By Tom Morrison posted 02-10-2016 11:36 AM

  

There is a huge amount of focus on hiring the right people in most organizations, but an area that is just as important, yet often gets little attention, is promoting from within. Time and time, again leaders who may be great at hiring, marginalize their leadership by promoting the wrong people. In fact, promoting the wrong person can result in even worse repercussions than hiring the wrong person. The main reason?

Its effect on the team

Hiring the wrong person generally impacts a small part of the organization. You also have ways of recovering from it through extra training, flexibility in duties, or just hiring someone else if it comes to that. When you promote the wrong person into a leadership role, it has a far wider effect on the organization and can have disastrous effects. Nowhere is that more apparent than the effects it has on your team:

Insulting – Your best people generally want to move forward in their careers. They want the recognition, the development, and the money that goes along with it. They have a lot invested in seeing that promotion from a practical and emotional perspective. When you promote an inferior candidate over them, that emotion can easily take over and result in them being insulted. The feeling is that you do not recognize, appreciate, or care about their efforts.

Lack of Trust – If they feel that you have made the wrong decision on something as important as selecting leaders, then how many other poor decisions have you made? This may put the first crack in the foundation of trust, and as they take a closer look at past and present decisions from the emotional standpoint noted above, more cracks are likely to be created (rightly or wrongly).

Productivity – With the demoralizing feeling of being insulted and the creation of a lack of trust, it opens the door to sometimes dramatic productivity decreases. If they feel that their hard-work isn’t being recognized or rewarded, then they may wonder why they should bother to put forth the effort. Couple this with the fact that you now have an inferior leader in your department, and you have the worst of both situations: a poor coach and poor players.

Turnover – The final, and costliest result of poor promoting, is when team members decide to leave because they feel they have better prospects elsewhere, or they have lost faith in your leadership. This costs you in losing their expertise, shaking up the team dynamic, the time and money to hire a new person, and the time and effort to train the new person.

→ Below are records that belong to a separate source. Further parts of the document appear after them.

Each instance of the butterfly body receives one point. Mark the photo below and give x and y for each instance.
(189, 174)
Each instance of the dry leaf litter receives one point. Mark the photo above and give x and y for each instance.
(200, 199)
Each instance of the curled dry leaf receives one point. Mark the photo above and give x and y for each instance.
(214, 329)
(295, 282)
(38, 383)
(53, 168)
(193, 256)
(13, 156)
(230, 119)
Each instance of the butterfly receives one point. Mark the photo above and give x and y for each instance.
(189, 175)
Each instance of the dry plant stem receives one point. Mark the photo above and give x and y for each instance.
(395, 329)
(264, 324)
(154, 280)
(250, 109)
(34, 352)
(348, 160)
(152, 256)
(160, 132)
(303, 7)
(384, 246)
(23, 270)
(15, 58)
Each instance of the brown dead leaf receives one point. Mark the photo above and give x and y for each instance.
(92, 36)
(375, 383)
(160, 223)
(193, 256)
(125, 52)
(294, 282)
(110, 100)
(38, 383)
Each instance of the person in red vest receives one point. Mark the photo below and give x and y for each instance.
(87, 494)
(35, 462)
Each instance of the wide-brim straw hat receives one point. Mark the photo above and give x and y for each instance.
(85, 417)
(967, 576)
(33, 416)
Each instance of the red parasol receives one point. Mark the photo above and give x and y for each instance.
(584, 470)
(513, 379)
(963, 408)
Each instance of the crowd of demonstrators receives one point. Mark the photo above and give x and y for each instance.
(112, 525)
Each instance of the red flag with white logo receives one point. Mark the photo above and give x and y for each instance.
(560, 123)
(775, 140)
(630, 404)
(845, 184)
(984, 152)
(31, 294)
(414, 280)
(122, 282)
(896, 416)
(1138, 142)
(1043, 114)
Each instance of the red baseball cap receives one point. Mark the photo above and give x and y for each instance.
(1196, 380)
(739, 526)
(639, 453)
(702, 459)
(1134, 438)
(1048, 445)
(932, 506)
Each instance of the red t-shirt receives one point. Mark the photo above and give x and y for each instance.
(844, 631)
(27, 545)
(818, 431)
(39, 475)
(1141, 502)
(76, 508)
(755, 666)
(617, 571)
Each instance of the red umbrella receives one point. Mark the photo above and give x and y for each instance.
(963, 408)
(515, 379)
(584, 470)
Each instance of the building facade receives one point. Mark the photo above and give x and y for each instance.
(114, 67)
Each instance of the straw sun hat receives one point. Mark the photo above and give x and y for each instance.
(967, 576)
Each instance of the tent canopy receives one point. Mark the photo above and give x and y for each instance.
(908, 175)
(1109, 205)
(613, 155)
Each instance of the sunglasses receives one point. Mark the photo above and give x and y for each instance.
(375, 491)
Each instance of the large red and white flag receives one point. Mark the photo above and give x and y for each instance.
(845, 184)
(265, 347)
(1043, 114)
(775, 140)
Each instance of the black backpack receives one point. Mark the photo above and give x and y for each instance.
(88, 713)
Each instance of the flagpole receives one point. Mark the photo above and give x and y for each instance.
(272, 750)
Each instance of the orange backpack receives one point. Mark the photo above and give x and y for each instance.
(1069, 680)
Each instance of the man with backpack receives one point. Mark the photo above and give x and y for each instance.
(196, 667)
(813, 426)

The first key to stopping this, is of course, to promote the right people. Focusing on getting a clear understanding of the role you are promoting into, the skills required to be successful, and not bowing to outside pressure from people who aren’t as informed as you. The second, and most important thing, is to talk it through with each of the candidates who did not get the promotion. You may be lucky enough to have several great team members who would do well in the role, but you could only choose one. It’s important that they know what went into your decision and where they need to improve so that they get the next promotion. You don’t need to justify your decision; you simply want to be transparent with them so that they don’t mistakenly go down the road noted above.

So take your promotions just as seriously, if not more seriously, than your hiring decisions. Their impact on your existing operation can be immense.